Je suis un peu méfiant face à ce genre de système (un peu comme la démocratie censitaire en politique), parce que cela crée une rupture sociale dans une communauté, une reproduction des mécaniques de classe, etc. La question de l'argent ne devrait pas rentrer en compte dans le développement, sinon tu pourrais avoir des tentatives d'"OPA" sauvages en détournant cette mécanique (une grosse boîte qui paie plein de développeurs pour diriger le projet libre vers ses besoins, et tout ça à moindre frais).
Par contre, il y a peut-être là une idée à creuser avec la question du don mensuel (un peu comme dans bountysource). On pourrait penser ton système mais pour le statut de membre. Par ex., les membres donateurs ont 1 voix. Mais le problème reste le même, même si tu fixes juste un minimum de la donation à 1 euro (le membre qui donne 1 euro et celui qui donne 1000 euro ont le même nombre de voix), pour nous en Europe, ce n'est pas grand chose, mais dans certains pays, c'est une somme qui représente bien davantage.
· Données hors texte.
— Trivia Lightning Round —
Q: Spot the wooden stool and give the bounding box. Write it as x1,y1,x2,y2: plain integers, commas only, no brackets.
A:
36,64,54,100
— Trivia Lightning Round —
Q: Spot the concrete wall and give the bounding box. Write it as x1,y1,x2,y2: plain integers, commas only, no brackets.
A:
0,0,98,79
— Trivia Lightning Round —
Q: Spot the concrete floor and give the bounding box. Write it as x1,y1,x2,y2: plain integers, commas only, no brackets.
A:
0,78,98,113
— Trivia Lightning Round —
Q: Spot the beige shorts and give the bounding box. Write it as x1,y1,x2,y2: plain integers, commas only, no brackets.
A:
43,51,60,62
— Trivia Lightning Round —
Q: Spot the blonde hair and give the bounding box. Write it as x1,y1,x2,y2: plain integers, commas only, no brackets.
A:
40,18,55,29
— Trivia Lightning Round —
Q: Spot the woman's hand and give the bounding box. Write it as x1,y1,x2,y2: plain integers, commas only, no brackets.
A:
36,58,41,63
Cela créerait une organisation "pour les occidentaux", alors que le libre se veut internationaliste, en suivant ce qu'est la technique contemporaine des réseaux.
On pourrait penser à joindre la méritocratie et la démocratie. On pourrait imaginer un système où tous les membres partent avec une voix (pas besoin de payer, juste de créer un compte, cela crée en effet un risque de fraude, on pourrait envisager un moyen de l'empêcher sans doute). Et après, ton importance dans la prise de décision correspond à tes contributions. Tout le monde peut participer dans un projet libre, cela va du design, en passant par la traduction ou les corrections orthographiques du wiki, jusqu'aux développeurs qui mettent les mains dans le [C]ambouis (il faudrait savoir si chaque activité a le même poids, ou alors quel ratio créer). En fonction, de ta participation tu engranges des voix. Cela peut ne pas correspondre forcément à une progression linéaire. Et il faudrait un maximum des points (un état de "super" contributeur, par ex. à 1000 voix), et tu pourrais perdre des points avec le temps si tu ne participes plus. Ca pourrait faire un algo sympa tout ça (si j'ai un peu de temps, je m'y risquerai, et vous le soumettrai).
L'ébauche d'un tel système pousserait peut-être à s'impliquer dans la vie du projet, tout en respectant la voix de l'utilisateur passif (qui ne fait rien), ou celui qui fait peu, par ex. le correcteur de coquilles du wiki.